Sollicitée, l’Agence régionale de santé (ARS) souligne : “Le docteur Olivier Choquet, de l’équipe de médecins anesthésistes-réanimateurs du CHU de Montpellier dirigée par le professeur Xavier Capdevila, a transposé une technique d’infiltration lombaire échoguidée jusqu’alors utilisée pour soulager les suites opératoires des interventions sur le rachis, aux situations de poussée aigüe de lombalgie commune consécutives à un incident ou un accident mécanique (‘faux mouvement’). A l’issue d’un processus de triage permettant de rechercher une pathologie spécifique, le patient se voit proposer une infiltration d’un médicament de longue durée d’action à effets anesthésique et analgésique.”

“Traiter au plus près les causes de la douleur lombaire aiguë”

Lumbago… Ph. Sasun Bughdanyan. Unsplash.

“Son objectif est de provoquer la sortie de la phase aigüe par décontraction du ou des muscles concernés (multifidus, érecteurs du rachis) donc le soulagement du patient, ce qui permet la reprise des mouvements. Il s’agit donc de combiner trois techniques déjà éprouvées (infiltration, médicament, échographie) pour traiter au plus près les causes de la douleur lombaire aiguë, au moyen d’un acte dit “interventionnel”. Les résultats obtenus témoignent d’une diminution significative des scores de douleur sept jours après l’intervention.

La prise en charge

Le geste technique est simple, guidé par une technique d’imagerie non irradiante.
Il ne s’agit ni d’une péridurale ni d’une ponction lombaire mais d’une injection de type intramusculaire, la plupart du temps réalisée dans le fascia thoraco-lombaire (membrane musculaire des muscles du dos) : il n’y a donc pas d’intervention plus profonde sur la colonne vertébrale.

Ce geste peut être réalisé en ambulatoire, hors bloc, dans la position qui convient le mieux au patient (souvent assis ou à plat ventre). Le soulagement intervient dans les minutes suivant l’intervention, permettant au patient de retrouver sa mobilité et la voie du traitement “naturel” de la pathologie.

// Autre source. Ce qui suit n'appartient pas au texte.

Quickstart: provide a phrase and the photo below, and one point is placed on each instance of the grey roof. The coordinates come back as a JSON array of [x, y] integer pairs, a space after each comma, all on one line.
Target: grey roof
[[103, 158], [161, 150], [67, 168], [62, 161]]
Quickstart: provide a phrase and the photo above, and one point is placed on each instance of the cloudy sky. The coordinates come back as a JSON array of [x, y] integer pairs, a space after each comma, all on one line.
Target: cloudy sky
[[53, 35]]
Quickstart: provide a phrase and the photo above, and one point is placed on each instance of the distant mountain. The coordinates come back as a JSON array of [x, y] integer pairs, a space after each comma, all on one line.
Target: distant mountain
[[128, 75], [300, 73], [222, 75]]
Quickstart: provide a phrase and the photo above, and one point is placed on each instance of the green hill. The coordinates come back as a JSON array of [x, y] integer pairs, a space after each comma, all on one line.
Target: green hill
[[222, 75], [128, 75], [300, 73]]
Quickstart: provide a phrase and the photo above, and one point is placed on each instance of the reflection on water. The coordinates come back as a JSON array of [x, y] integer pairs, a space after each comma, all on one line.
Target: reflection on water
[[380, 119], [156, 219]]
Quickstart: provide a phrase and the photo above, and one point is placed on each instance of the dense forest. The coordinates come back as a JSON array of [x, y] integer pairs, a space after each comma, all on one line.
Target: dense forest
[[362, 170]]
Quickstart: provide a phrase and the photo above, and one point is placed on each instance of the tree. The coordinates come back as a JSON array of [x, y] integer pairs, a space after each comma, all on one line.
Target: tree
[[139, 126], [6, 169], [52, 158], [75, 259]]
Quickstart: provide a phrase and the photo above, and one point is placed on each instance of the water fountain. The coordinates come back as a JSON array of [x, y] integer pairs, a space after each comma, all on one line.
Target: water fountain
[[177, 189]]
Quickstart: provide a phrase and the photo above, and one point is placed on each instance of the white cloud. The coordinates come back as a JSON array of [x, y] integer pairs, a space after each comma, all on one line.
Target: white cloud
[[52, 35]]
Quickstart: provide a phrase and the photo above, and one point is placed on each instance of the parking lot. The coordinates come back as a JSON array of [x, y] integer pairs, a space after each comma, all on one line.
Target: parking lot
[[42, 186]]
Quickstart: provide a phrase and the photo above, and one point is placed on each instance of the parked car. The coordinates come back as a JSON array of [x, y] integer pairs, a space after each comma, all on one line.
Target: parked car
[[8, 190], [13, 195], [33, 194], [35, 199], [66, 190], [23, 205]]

Offre de soins locale à Sète et Montpellier

Dans le département de l’Hérault, l’ARS identifie cette activité à Montpellier et Sète, proposée par des médecins anesthésistes-réanimateurs exerçant notamment au CHU de Montpellier et à la polyclinique Sainte-Thérèse. Une étude clinique nationale est en cours, destinée à objectiver les bénéfices et établir le protocole de cette intervention. Sa publication permettra aux acteurs et aux autorités de santé (ARS, Assurance maladie) d’obtenir la visibilité nécessaire pour le développement et la structuration de cette filière de soins nouvelle dans le département et l’ensemble de la région.”